Relationship Drama via Social Networks

I’ve heard a lot of people talk about how social networks ruin relationships and I remember thinking “that’s not true; the relationship will either withstand the turmoil or would’ve ended without social media”. But yesterday, I got a completely different view on things.

I follow a rapper named Joe Budden, and his now former girlfriend, video model Esther Baxter. The past couple of weeks really, I’ve been wondering if they were still together because they usually tweet each other, mention each other, etc. Then I got on the computer yesterday and see people mentioning the two. So I did some research and found some disturbing news.

Not only did one of my favorite couples break up, but the break up was brutal and public. Allegedly there’s some violence, infidelity, and miscarriage involved which disturbed me. One blog site even went as far as posting photos of the miscarried fetus. Completely unprofessional and ridiculous. Then I was reading some of their tweets back and forth to each other, and they were explicit and vicious towards each other.

Of course urban and hip hop blogs everywhere are covering the mess, but going through it, and even catching up on my own on their Twitter pages brought me up to speed. I’m a bit heart broken, because, as I said, they were one of my favorite couples. They seemed to have a strong relationship, and even similar to my own. They appeared to not only love and respect each other, but also have a friendship foundation. But reading the stories behind the break up disturbed me.
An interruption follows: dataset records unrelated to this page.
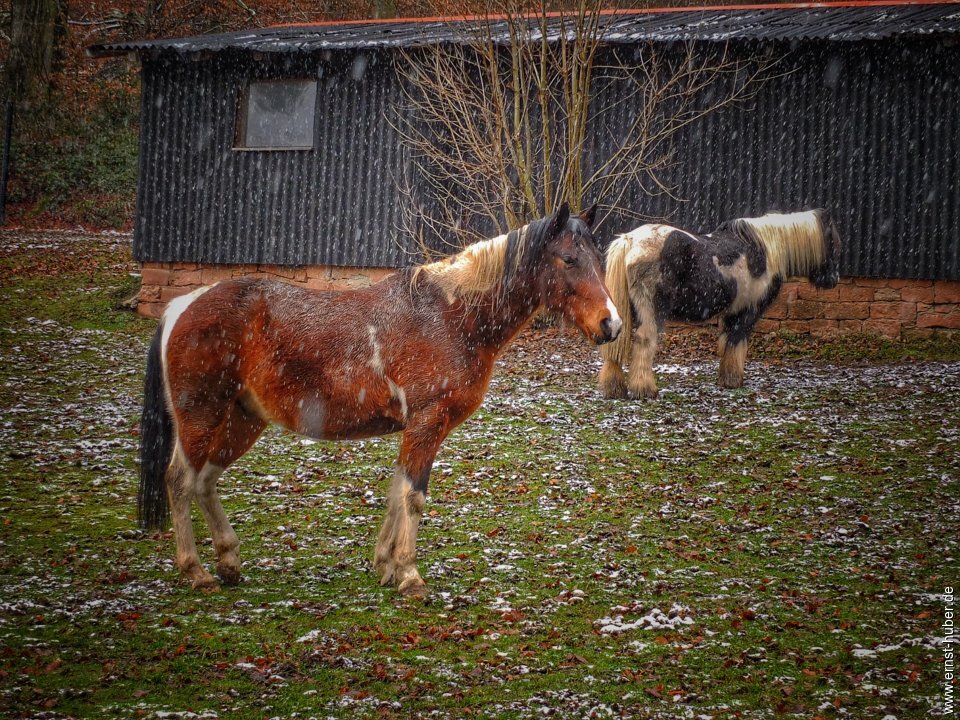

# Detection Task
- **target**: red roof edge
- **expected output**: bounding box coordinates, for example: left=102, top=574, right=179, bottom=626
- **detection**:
left=263, top=0, right=960, bottom=29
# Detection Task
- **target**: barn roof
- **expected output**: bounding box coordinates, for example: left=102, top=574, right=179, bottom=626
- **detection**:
left=88, top=0, right=960, bottom=57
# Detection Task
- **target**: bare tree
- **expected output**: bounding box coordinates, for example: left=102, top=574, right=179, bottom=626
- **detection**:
left=397, top=0, right=775, bottom=250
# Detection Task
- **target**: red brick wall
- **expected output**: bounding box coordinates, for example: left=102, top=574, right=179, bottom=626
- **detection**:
left=757, top=278, right=960, bottom=337
left=137, top=263, right=960, bottom=337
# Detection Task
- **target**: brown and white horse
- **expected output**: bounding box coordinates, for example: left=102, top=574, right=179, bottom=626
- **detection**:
left=138, top=205, right=621, bottom=595
left=600, top=210, right=840, bottom=398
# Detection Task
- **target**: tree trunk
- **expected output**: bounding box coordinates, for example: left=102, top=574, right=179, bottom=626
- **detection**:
left=4, top=0, right=67, bottom=102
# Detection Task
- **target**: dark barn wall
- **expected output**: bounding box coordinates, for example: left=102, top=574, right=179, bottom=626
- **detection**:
left=134, top=39, right=960, bottom=279
left=591, top=40, right=960, bottom=279
left=134, top=52, right=408, bottom=267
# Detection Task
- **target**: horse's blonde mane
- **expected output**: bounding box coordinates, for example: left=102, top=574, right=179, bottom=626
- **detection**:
left=411, top=226, right=527, bottom=305
left=600, top=234, right=633, bottom=365
left=734, top=210, right=825, bottom=278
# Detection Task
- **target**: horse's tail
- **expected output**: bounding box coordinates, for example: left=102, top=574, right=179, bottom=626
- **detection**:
left=600, top=236, right=633, bottom=366
left=137, top=321, right=174, bottom=530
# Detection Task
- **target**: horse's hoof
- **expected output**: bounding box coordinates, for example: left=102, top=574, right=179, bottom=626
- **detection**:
left=397, top=577, right=427, bottom=600
left=600, top=385, right=627, bottom=400
left=375, top=563, right=394, bottom=587
left=217, top=565, right=240, bottom=585
left=190, top=573, right=220, bottom=593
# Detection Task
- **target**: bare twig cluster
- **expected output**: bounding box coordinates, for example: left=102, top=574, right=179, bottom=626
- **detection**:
left=396, top=0, right=773, bottom=251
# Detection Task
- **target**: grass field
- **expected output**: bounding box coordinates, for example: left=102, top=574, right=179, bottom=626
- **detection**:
left=0, top=234, right=960, bottom=720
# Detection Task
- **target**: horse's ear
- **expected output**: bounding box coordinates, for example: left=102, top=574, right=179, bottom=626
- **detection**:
left=580, top=203, right=600, bottom=228
left=547, top=203, right=570, bottom=239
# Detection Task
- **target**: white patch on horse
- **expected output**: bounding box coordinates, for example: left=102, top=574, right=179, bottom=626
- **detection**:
left=387, top=378, right=407, bottom=422
left=367, top=325, right=384, bottom=375
left=713, top=255, right=771, bottom=314
left=160, top=285, right=213, bottom=378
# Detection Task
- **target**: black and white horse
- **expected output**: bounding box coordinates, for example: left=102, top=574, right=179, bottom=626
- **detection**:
left=600, top=210, right=840, bottom=398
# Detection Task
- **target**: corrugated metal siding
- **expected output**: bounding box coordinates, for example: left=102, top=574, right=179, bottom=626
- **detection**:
left=134, top=53, right=407, bottom=267
left=591, top=42, right=960, bottom=279
left=134, top=36, right=960, bottom=279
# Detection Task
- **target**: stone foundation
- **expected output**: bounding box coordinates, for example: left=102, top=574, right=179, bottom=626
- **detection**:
left=137, top=263, right=960, bottom=337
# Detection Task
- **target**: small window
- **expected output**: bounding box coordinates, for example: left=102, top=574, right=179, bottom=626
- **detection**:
left=235, top=80, right=317, bottom=150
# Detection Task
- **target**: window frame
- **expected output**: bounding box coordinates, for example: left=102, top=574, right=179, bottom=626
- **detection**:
left=232, top=77, right=320, bottom=152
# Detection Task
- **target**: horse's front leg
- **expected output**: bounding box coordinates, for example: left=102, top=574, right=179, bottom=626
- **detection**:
left=373, top=416, right=447, bottom=597
left=627, top=316, right=659, bottom=398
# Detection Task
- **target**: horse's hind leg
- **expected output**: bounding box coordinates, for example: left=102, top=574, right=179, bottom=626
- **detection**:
left=165, top=450, right=217, bottom=590
left=717, top=310, right=759, bottom=388
left=196, top=404, right=266, bottom=585
left=373, top=422, right=448, bottom=597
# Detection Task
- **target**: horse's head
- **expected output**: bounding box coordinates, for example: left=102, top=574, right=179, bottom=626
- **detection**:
left=539, top=203, right=623, bottom=344
left=809, top=209, right=840, bottom=290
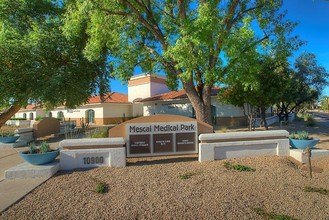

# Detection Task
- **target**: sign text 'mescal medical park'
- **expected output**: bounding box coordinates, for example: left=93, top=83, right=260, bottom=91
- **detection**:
left=126, top=122, right=198, bottom=156
left=129, top=123, right=196, bottom=134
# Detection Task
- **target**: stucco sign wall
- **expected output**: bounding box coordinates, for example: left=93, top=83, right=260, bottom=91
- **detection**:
left=126, top=121, right=198, bottom=157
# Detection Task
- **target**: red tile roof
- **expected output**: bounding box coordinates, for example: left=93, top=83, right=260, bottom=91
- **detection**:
left=88, top=92, right=130, bottom=104
left=138, top=88, right=219, bottom=102
left=20, top=104, right=41, bottom=110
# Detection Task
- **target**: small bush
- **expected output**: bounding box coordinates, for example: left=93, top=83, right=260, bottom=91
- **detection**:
left=29, top=143, right=38, bottom=154
left=86, top=128, right=108, bottom=138
left=254, top=208, right=295, bottom=220
left=224, top=162, right=256, bottom=172
left=220, top=127, right=227, bottom=133
left=304, top=186, right=329, bottom=195
left=39, top=141, right=50, bottom=153
left=289, top=131, right=312, bottom=140
left=0, top=130, right=15, bottom=137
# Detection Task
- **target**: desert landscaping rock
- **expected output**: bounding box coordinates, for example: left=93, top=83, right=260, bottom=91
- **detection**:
left=0, top=156, right=329, bottom=219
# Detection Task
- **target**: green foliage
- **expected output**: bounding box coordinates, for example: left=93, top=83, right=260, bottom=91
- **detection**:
left=86, top=127, right=109, bottom=138
left=254, top=208, right=295, bottom=220
left=224, top=161, right=256, bottom=172
left=178, top=173, right=194, bottom=180
left=304, top=186, right=329, bottom=195
left=29, top=141, right=51, bottom=154
left=39, top=141, right=50, bottom=153
left=0, top=130, right=15, bottom=137
left=320, top=96, right=329, bottom=112
left=277, top=53, right=329, bottom=116
left=0, top=0, right=109, bottom=120
left=29, top=143, right=38, bottom=154
left=64, top=0, right=299, bottom=123
left=35, top=116, right=43, bottom=121
left=304, top=114, right=315, bottom=127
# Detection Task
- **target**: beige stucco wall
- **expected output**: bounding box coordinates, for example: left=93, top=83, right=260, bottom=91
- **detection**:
left=143, top=100, right=192, bottom=117
left=102, top=103, right=133, bottom=118
left=211, top=97, right=244, bottom=117
left=128, top=83, right=151, bottom=102
left=15, top=109, right=46, bottom=120
left=143, top=97, right=244, bottom=117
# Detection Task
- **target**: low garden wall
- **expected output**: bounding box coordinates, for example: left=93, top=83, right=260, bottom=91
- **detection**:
left=6, top=120, right=31, bottom=127
left=59, top=138, right=126, bottom=170
left=255, top=115, right=279, bottom=127
left=199, top=130, right=290, bottom=162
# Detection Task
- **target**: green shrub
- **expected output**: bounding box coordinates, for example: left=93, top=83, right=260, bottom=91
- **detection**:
left=39, top=141, right=50, bottom=153
left=29, top=143, right=38, bottom=154
left=254, top=208, right=295, bottom=220
left=86, top=128, right=108, bottom=138
left=224, top=162, right=256, bottom=172
left=304, top=115, right=315, bottom=127
left=304, top=186, right=329, bottom=195
left=0, top=130, right=15, bottom=137
left=289, top=131, right=312, bottom=140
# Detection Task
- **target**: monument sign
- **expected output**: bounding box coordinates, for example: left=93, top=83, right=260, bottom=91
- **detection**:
left=126, top=121, right=198, bottom=157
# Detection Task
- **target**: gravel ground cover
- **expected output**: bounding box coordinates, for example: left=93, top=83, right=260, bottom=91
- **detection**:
left=0, top=156, right=329, bottom=219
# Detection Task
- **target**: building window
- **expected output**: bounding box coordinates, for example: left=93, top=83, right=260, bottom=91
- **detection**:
left=86, top=109, right=95, bottom=124
left=57, top=111, right=64, bottom=119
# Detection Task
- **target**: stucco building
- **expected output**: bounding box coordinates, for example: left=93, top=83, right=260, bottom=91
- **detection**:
left=15, top=74, right=255, bottom=126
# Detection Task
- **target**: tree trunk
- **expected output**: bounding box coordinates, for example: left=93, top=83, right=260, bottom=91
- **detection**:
left=183, top=80, right=212, bottom=125
left=0, top=104, right=21, bottom=128
left=260, top=107, right=268, bottom=130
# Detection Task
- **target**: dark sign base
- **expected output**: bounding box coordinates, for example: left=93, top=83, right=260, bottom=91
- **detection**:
left=129, top=134, right=151, bottom=154
left=176, top=132, right=195, bottom=152
left=130, top=147, right=151, bottom=154
left=153, top=134, right=174, bottom=153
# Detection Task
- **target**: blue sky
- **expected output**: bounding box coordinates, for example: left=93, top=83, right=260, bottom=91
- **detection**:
left=111, top=0, right=329, bottom=96
left=284, top=0, right=329, bottom=96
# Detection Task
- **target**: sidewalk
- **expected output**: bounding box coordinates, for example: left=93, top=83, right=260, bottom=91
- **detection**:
left=0, top=137, right=60, bottom=212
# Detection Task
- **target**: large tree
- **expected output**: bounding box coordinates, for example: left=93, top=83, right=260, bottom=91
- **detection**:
left=0, top=0, right=109, bottom=127
left=218, top=54, right=288, bottom=131
left=277, top=52, right=329, bottom=120
left=65, top=0, right=294, bottom=124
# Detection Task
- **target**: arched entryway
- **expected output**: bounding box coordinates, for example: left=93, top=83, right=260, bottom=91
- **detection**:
left=86, top=109, right=95, bottom=124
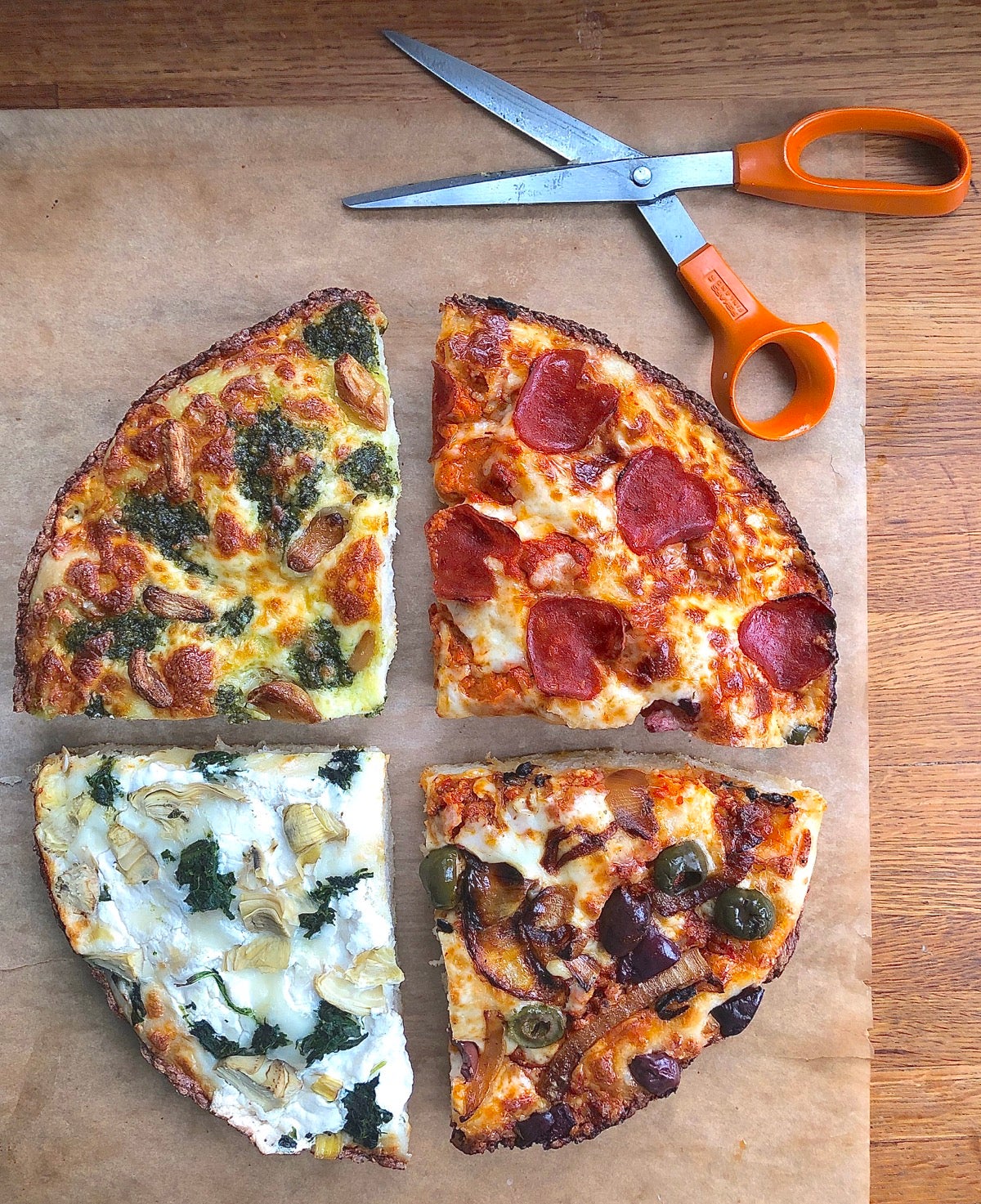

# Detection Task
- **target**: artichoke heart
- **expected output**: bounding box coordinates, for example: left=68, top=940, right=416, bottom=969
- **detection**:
left=129, top=781, right=245, bottom=837
left=239, top=890, right=293, bottom=937
left=214, top=1054, right=302, bottom=1112
left=346, top=945, right=405, bottom=986
left=313, top=1133, right=344, bottom=1159
left=313, top=969, right=385, bottom=1016
left=54, top=861, right=99, bottom=915
left=107, top=824, right=160, bottom=886
left=86, top=949, right=143, bottom=982
left=224, top=933, right=290, bottom=974
left=283, top=803, right=348, bottom=866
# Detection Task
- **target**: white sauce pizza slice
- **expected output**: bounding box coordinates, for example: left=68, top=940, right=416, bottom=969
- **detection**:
left=34, top=748, right=412, bottom=1166
left=426, top=296, right=836, bottom=746
left=15, top=289, right=398, bottom=723
left=420, top=751, right=825, bottom=1153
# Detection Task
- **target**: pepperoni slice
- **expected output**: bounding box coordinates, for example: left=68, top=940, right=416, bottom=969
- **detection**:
left=426, top=506, right=522, bottom=602
left=739, top=593, right=835, bottom=690
left=616, top=448, right=719, bottom=554
left=514, top=351, right=617, bottom=451
left=430, top=360, right=456, bottom=460
left=526, top=598, right=624, bottom=702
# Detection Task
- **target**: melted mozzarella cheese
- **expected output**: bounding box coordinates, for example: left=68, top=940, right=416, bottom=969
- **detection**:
left=36, top=749, right=412, bottom=1158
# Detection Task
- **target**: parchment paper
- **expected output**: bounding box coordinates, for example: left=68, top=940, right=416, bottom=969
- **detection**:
left=0, top=103, right=871, bottom=1204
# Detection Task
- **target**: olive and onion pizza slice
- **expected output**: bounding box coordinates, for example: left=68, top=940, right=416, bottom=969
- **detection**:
left=15, top=289, right=398, bottom=723
left=420, top=751, right=825, bottom=1153
left=426, top=296, right=836, bottom=748
left=34, top=748, right=412, bottom=1168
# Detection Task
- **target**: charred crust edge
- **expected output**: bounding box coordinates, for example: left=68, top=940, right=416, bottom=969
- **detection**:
left=439, top=293, right=838, bottom=741
left=13, top=289, right=384, bottom=712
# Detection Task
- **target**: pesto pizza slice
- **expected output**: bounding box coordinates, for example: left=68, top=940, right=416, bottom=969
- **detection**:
left=34, top=748, right=412, bottom=1166
left=15, top=289, right=398, bottom=723
left=420, top=751, right=825, bottom=1153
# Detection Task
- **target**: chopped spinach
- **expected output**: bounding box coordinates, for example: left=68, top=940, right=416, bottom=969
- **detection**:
left=249, top=1020, right=290, bottom=1054
left=214, top=685, right=255, bottom=723
left=296, top=1000, right=369, bottom=1066
left=173, top=835, right=235, bottom=920
left=235, top=405, right=323, bottom=543
left=316, top=749, right=361, bottom=790
left=86, top=756, right=123, bottom=807
left=343, top=1075, right=392, bottom=1150
left=177, top=969, right=257, bottom=1020
left=123, top=494, right=211, bottom=577
left=300, top=870, right=372, bottom=940
left=65, top=611, right=165, bottom=660
left=207, top=598, right=255, bottom=639
left=303, top=301, right=378, bottom=369
left=190, top=1020, right=249, bottom=1059
left=190, top=749, right=242, bottom=781
left=290, top=619, right=354, bottom=690
left=337, top=442, right=398, bottom=497
left=130, top=982, right=147, bottom=1025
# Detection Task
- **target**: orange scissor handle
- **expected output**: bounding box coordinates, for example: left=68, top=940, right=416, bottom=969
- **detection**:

One of the reasons I was disturbed, obviously, was because of the alleged violence. There were pictures posted of bruises on Esther too, and the injuries supposedly caused the miscarriage of their unborn daughter. Heartbreaking! Because I wasn’t there and I don’t have proof myself, I can’t say whether the abuse was present or not. Because I like both parties it’s hard for me to choose. I’m sure some people will say “why don’t you just automatically believe Esther?” Well, unfortunately, I know my generation (even though they’re 10 years older than me) has a history of lying about domestic abuse. I know of several people who lied about their significant other hitting them because they were having issues or he was threatening to end the relationship, so I wouldn’t put it past her to lie. The bruises weren’t exactly obvious, like those of Rhianna. Their location alone made it a little skeptical for me. But like I said, it’s up for debate.

The other thing that bothered me was how public it was. I used to be on MySpace just like anyone my age and I have an active Facebook and Twitter account. I see who falls in love and who ends their relationships. I never assumed it was the social network’s fault for the relationship ending, although I can understand the argument people make in favor of that. But I have never seen it played out like this. The tweets were like daggers, airing out dirty, very private laundry about their relationship. There was information fans like myself just didn’t need to know. Joe even made a song about it which described in great detail what went down, and posted it on YouTube. I now feel like I know their relationship a little too much, thanks to social media.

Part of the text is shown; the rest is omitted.